Monday, 3 August 2015

To teach only 'American exceptionalism' is to ignore half the country's story | James Nevius | Comment is free | The Guardian

To teach only 'American exceptionalism' is to ignore half the country's story | James Nevius | Comment is free | The Guardian



James Nevius



In late July, the College Board, the administrators of the SAT and Advanced Placement exams, issued new guidelines for teaching AP United States history. One change was to add a section on “American exceptionalism,” a concept as old as the country itself that the United States is qualitatively different – and, arguably, better – than other nations.



While “exceptionalism,” at its best, nurtures civic pride, at its worst, it blinds Americans to the country’s long history of remarkably unexceptional ideas and actions. What George Santayana so neatly encapsulated over a century ago remains painfully true: “Those who cannot remember the past are condemned to repeat it.”

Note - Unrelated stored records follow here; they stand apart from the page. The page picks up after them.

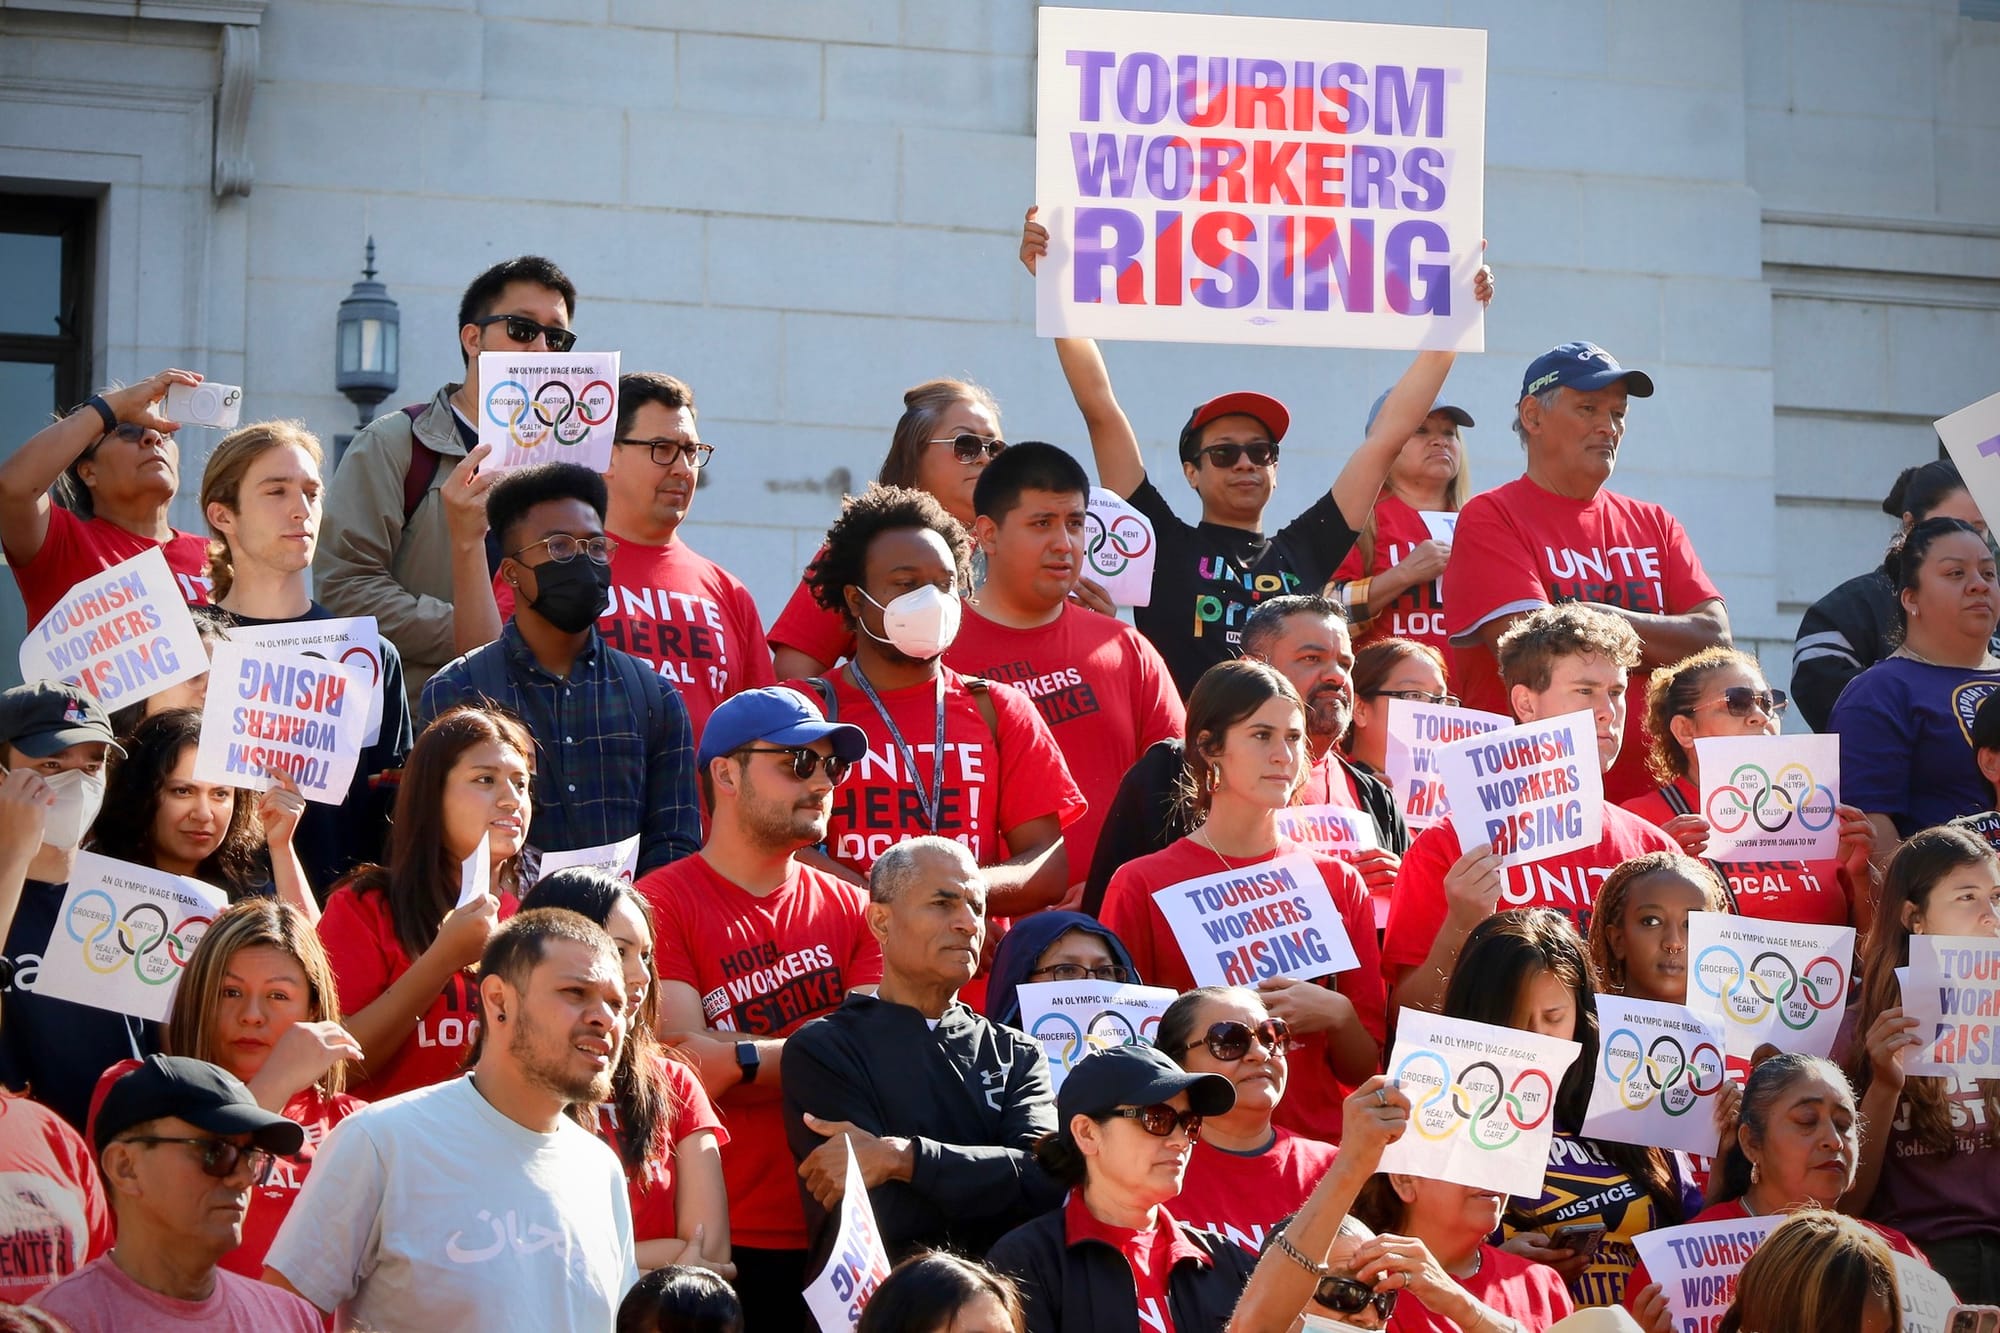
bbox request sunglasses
[1186,1017,1290,1061]
[118,1135,274,1183]
[929,433,1008,464]
[1108,1103,1203,1139]
[1027,962,1134,983]
[469,313,578,354]
[737,745,850,783]
[1369,688,1462,708]
[1198,441,1280,468]
[1689,686,1788,719]
[615,437,716,470]
[1314,1275,1399,1320]
[508,533,616,565]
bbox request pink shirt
[31,1254,322,1331]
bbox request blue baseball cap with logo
[1519,342,1655,400]
[696,686,868,768]
[1364,388,1474,435]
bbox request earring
[1750,1160,1761,1185]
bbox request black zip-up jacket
[1792,562,1900,733]
[988,1206,1257,1333]
[782,991,1062,1261]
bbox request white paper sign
[1383,698,1510,831]
[1937,390,2000,536]
[534,835,643,885]
[1017,980,1180,1090]
[1380,1008,1579,1198]
[1417,510,1459,545]
[476,351,621,476]
[191,640,370,804]
[227,615,385,747]
[1151,851,1358,987]
[1630,1214,1780,1331]
[803,1138,892,1333]
[34,852,229,1022]
[1581,994,1731,1158]
[1693,734,1840,863]
[1435,710,1602,866]
[1033,8,1487,351]
[1894,1251,1957,1333]
[19,547,209,709]
[1900,936,2000,1077]
[1272,805,1380,857]
[1084,487,1156,607]
[1686,911,1854,1062]
[457,833,491,910]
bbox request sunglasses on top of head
[1198,441,1280,468]
[469,313,578,354]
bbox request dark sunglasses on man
[1314,1274,1399,1321]
[736,745,850,784]
[469,313,578,354]
[1198,441,1280,468]
[1184,1017,1290,1061]
[117,1134,276,1185]
[928,433,1007,464]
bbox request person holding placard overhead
[1099,659,1385,1146]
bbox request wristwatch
[735,1040,761,1085]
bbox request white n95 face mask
[860,584,962,660]
[40,768,106,850]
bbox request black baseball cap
[94,1055,306,1157]
[0,682,121,758]
[1058,1043,1235,1127]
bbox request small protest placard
[1894,1251,1956,1333]
[1937,390,2000,535]
[191,640,370,805]
[1273,805,1379,858]
[19,548,209,709]
[1900,936,2000,1078]
[1693,734,1840,862]
[534,835,642,885]
[1017,980,1179,1091]
[1383,699,1510,831]
[457,834,491,911]
[1630,1214,1780,1331]
[1581,994,1731,1158]
[1434,710,1602,866]
[1686,911,1854,1062]
[477,351,620,476]
[227,615,385,747]
[1085,487,1155,607]
[1418,511,1459,545]
[803,1139,892,1333]
[34,852,228,1022]
[1151,851,1358,988]
[1380,1008,1579,1198]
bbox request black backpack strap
[805,676,838,722]
[961,677,1000,746]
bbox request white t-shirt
[264,1074,636,1332]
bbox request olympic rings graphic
[1704,760,1837,838]
[1394,1049,1557,1150]
[1693,945,1845,1030]
[1600,1027,1725,1116]
[483,378,614,451]
[1028,1009,1165,1070]
[1084,510,1153,578]
[63,889,214,986]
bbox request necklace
[1194,825,1277,872]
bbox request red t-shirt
[494,534,774,737]
[946,603,1184,881]
[1381,804,1678,971]
[595,1053,730,1245]
[1330,494,1451,656]
[1443,477,1722,804]
[1101,839,1387,1144]
[0,1091,111,1306]
[1390,1243,1575,1332]
[1297,749,1364,809]
[225,1085,366,1279]
[1171,1128,1339,1254]
[9,506,214,627]
[768,558,855,668]
[1622,780,1852,927]
[639,853,882,1250]
[792,666,1088,878]
[1062,1190,1208,1329]
[316,882,518,1103]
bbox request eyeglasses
[615,437,715,470]
[508,533,616,565]
[1687,686,1788,719]
[469,313,578,354]
[1107,1103,1203,1140]
[928,433,1008,464]
[736,745,850,783]
[1368,688,1462,708]
[1313,1275,1398,1320]
[118,1135,275,1183]
[1185,1017,1290,1061]
[1197,441,1280,468]
[1026,963,1134,984]
[84,422,169,459]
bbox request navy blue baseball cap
[1058,1043,1235,1127]
[1365,387,1474,435]
[697,686,867,768]
[1520,342,1655,399]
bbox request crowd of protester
[0,237,1992,1333]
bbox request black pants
[1921,1232,2000,1306]
[731,1244,809,1331]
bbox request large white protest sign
[803,1139,892,1333]
[1418,511,1459,545]
[1018,980,1179,1090]
[1435,710,1601,866]
[457,834,491,911]
[1693,734,1840,862]
[1084,487,1155,607]
[1686,911,1854,1062]
[477,351,620,476]
[34,852,228,1023]
[1273,805,1379,857]
[228,615,385,747]
[534,835,643,885]
[1383,698,1509,831]
[1894,1251,1957,1333]
[1900,936,2000,1078]
[1581,994,1731,1158]
[19,548,209,709]
[1630,1214,1780,1332]
[191,640,370,804]
[1034,9,1487,351]
[1152,851,1358,988]
[1380,1009,1578,1198]
[1937,390,2000,535]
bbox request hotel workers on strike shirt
[1623,779,1853,927]
[1328,493,1452,655]
[946,602,1185,881]
[637,853,882,1251]
[494,535,775,736]
[7,505,214,626]
[1443,476,1722,805]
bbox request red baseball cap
[1179,392,1290,462]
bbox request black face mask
[525,558,610,633]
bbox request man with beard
[263,909,637,1329]
[638,687,881,1331]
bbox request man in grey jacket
[313,255,577,703]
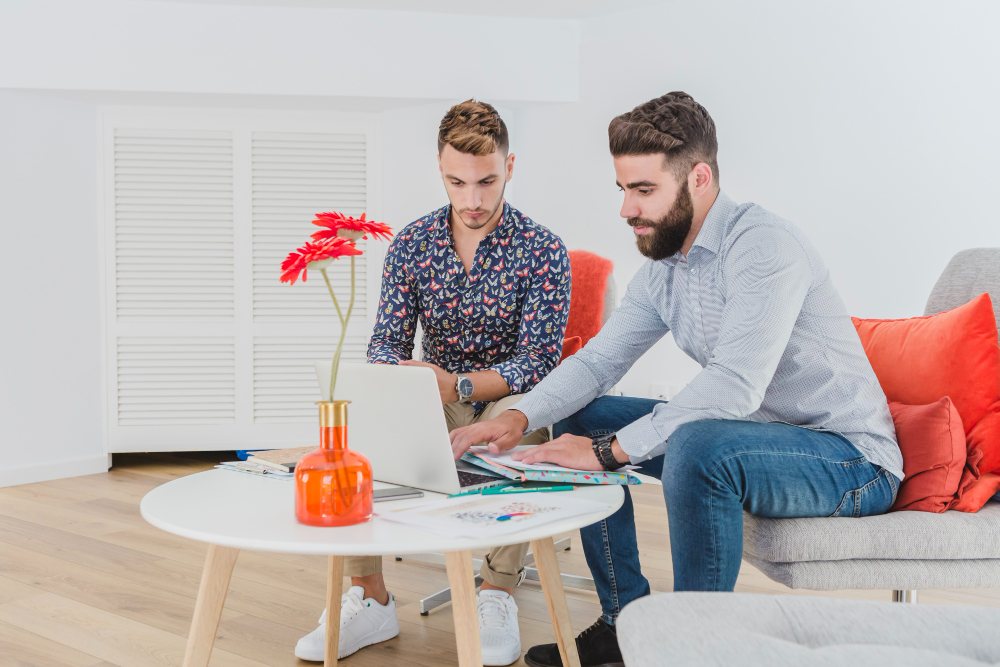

As a historian and tour guide, I often see this collective American blind spot on display as I lead walks of historic New York City. On Central Park’s Bethesda Terrace, a quaint carving of a witch on a broomstick is a jumping off point for discussing the deep anti-Irish sentiment in the city following the influx of immigrants after the 1845 potato famine. Political cartoonists like Thomas Nast depicted the Irish as apes and Catholic bishops as monsters; “No Irish Need Apply” signs appeared in shop windows.



As I tell these stories, I can see the anger grow in some of my listeners. One woman flat-out told me to stop talking. “You can’t say that,” she admonished. “It’s not true.” I clarified that these were not my opinions, but those of many Protestant New Yorkers a century and a half ago. “No,” she repeated. She did not want to know about an America where such things were possible – which, of course, meant she didn’t want to confront the idea that she might still live in such a place.



Similarly, in Chinatown one day, my explanation of the 1882 Chinese Exclusion Act, which effectively banned Chinese immigration for six decades, led one visitor to launch into a tirade about America’s porous borders. I shook my head – not at his critique, which had some valid points – but at his inability to connect the country’s history with his own past. You see, he was Chinese American. The Chinese Exclusion Act had been an affront to his heritage; current immigrants were an affront to his political and economic ideals. He saw no link between the two.